老马没回答。他打量了林深一眼,目光从脸移到林深的手——掌心的疤露在袖口外,老马看了一眼,没说什么。转身去发动车子。引擎轰鸣,越野车驶上土路,开始颠簸。车身左右摇晃,林深抓住扶手,指节发白。窗外的景色彻底变了——戈壁。一望无际的沙丘,灰黄色的,像凝固的波浪。天蓝得刺眼,没有云,象一块被洗过的玻璃。太阳晒在车顶上,车里闷热得象蒸笼,汗水顺着后背往下淌,浸透衣料。林深看着窗外,父亲被关在这种地方。三十八年。灰夹克在这里等他。归零在这里等他。老马说的“像”——象谁?父亲?
“到了。”沉默说。
车停在一个小镇边缘。几栋低矮的土坯房,墙皮斑驳,露出里面的泥坯,像被风蚀过的骨头。一条尘土飞扬的街,路面坑洼,车轮碾过,扬起一片黄尘。几只鸡在路边啄食,看见车来,扑棱着翅膀跑开,咯咯地叫着。沉默的人已经等着了——老马说这是他的地盘,安全。
林深落车。脚踩在沙土上,软软的,像踩在某种腐朽的东西上。风卷着沙粒打在脸上,带着干燥的尘土味,呛得他咳了一声。他深吸一口气,喉咙发干,象有什么东西黏在气管里。西北。他来了。

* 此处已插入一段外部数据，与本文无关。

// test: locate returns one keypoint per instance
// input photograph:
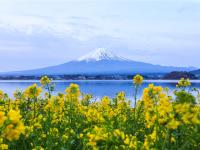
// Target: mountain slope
(102, 61)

他们在小镇歇了一夜。旅馆是一栋两层的土楼,墙皮剥落,门框歪斜。房间很小,一张床,一张桌子,一盏昏黄的灯泡。床板硬得硌人,林深躺了一会儿,睡不着,起身走到走廊尽头。戈壁的夜风很凉,从走廊尽头的窗口灌进来,带着沙土的气息。他摸出烟,点上,火星在黑暗里明明灭灭。戈壁的夜空很干净,星星密密麻麻,像撒了一把盐。没有城市的灯光污染,银河清淅可见,横贯天际,象一道裂痕。他想起父亲笔记本上的字——西北。三号基地。别来。父亲在警告他。可他还是来了。明天,他们会去三号基地。父亲在那里关过。三十八年。他会找到线索。会找到父亲。
“林深。”
他回头。苏晚晴披着外套走过来,手里端着两杯热水。她的头发被风吹乱了,脸色在星光下有些苍白,眼镜反射着一点微光。“喝点。明天还要赶路。”
林深接过杯子。水很烫,蒸汽模糊了视线,杯壁烫得指尖发红。他喝了一口,烫得舌尖发麻,带着一点铁锈味。“你梦见什么了吗?”
苏晚晴顿了顿。她的目光飘向窗外的戈壁,象在回忆什么。星光落在她脸上,把她的侧脸勾勒出一道柔和的轮廓。“梦见一条路。”她的声音很轻,“很长的路。尽头……”她摇头,眉头微蹙,“看不清。有雾。有光。象有什么东西在等,又象……”她没说完。预知不总是准的。有时候是隐喻,有时候是别的。有时候,是你不愿意看见的东西。
林深没再问。他喝了一口水,看着远处的沙丘。路很长。尽头是什么,到了才知道。父亲在等他。三十八年了。他得去。
苏晚晴站在他身侧,没说话。两人并肩看着窗外的星空。风从戈壁深处吹来,带着沙土和某种古老的气息。西北之行,开始了。明天,三号基地。